The ship's second engineer, Rolan O. Sullesta, 42, pleaded guilty in January to one charge of obstruction of justice for concealing one of two bypass pipes used on the vessel from the Coast Guard inspectors. Sullesta is scheduled to be sentenced on April 11.
The operator of the Katerina, DST Shipping, Inc. of Thessaloniki, Greece, pleaded guilty to two felony charges related to this water pollution case. DST pleaded guilty to obstruction of an official proceeding and failing to maintain an accurate Oil Record Book. DST was sentenced to probation, during which time its ships will be subject to special scrutiny. The company also paid a $1 million fine.
In its plea agreement, DST acknowledges that "on numerous occasions" during an approximately six-month period in 2004 the Katerina discharged oil-contaminated bilge water and oil sludge into the ocean. Furthermore, the shipping company acknowledges that it directed the Katerina crew to conceal the bypass pipe from U.S. authorities.

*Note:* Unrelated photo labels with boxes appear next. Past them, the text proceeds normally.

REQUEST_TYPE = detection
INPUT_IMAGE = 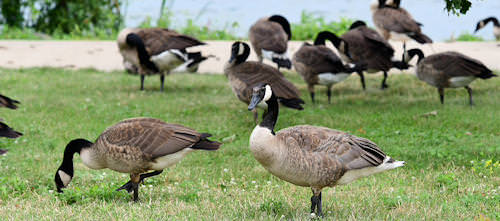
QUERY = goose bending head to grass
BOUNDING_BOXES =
[54,118,221,201]
[293,31,366,103]
[248,84,405,216]
[474,17,500,41]
[117,28,205,91]
[248,15,292,69]
[405,49,497,105]
[339,21,408,90]
[224,41,304,123]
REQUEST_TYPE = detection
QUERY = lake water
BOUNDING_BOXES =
[125,0,500,41]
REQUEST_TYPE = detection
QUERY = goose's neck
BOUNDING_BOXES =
[59,139,93,176]
[259,94,279,135]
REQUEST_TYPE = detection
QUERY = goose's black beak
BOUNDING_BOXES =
[248,93,263,110]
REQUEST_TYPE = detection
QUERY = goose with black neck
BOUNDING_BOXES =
[248,84,405,216]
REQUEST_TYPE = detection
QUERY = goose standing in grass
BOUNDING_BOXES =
[55,118,221,201]
[248,15,292,69]
[0,122,23,155]
[293,31,364,103]
[248,84,405,216]
[0,94,23,155]
[370,0,432,54]
[339,21,408,90]
[117,28,205,91]
[224,41,304,122]
[405,49,496,105]
[474,17,500,41]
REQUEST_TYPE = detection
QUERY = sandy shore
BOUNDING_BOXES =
[0,40,500,73]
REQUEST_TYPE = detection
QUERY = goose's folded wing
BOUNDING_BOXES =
[137,28,205,55]
[428,52,491,77]
[100,118,201,159]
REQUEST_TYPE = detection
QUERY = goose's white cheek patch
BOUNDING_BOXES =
[57,170,71,186]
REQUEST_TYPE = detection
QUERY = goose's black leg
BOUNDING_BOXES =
[116,170,163,193]
[307,84,314,104]
[141,74,146,91]
[357,71,366,90]
[326,85,332,104]
[382,71,389,90]
[465,86,474,106]
[311,189,323,217]
[160,74,165,91]
[438,88,444,104]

The Katerina is a Maltese-flagged, 600-foot-long, 16,320-ton cargo ship that arrived at the Port of Long Beach on September 10. The Katerina, which was carrying steel products, berthed on September 14. According to court documents, crew members contacted dock workers and reported that they had been directed to throw trash, as well as to discharge sewage and oil, into the ocean. A transport workers union
representative contacted the Coast Guard and asked for an inspection of the vessel.
On the night of September 14, Coast Guard inspectors boarded the Katerina and saw evidence that the ship's oil-water separator was not being used. Pursuant to United States law and international treaties, all large ships, such as the Katerina, are required to operate an oil-water separator to remove oil from bilge water that is discharged into the ocean. All such ships are also required to maintain a Oil Record Book, which is signed by the captain and must document all oil discharges.
A second inspection on September 15 revealed piping designed to bypass the oil-water separator. Inspectors also found evidence that oil had recently been discharged overboard from the ship.
At Guinto's sentencing hearing today, Judge Cooper noted that the "violations were planned and ordered by a despicable corporation" and that Guinto did "intentionally participate in these crimes."
This case is the result of an investigation by the United States Coast Guard Marine Safety Office, the Coast Guard Investigative Service and the United States Environmental Protection Agency's Criminal Investigation Division. The case was jointly prosecuted by the United States Attorney's Office and the Los Angeles City Attorney's Office.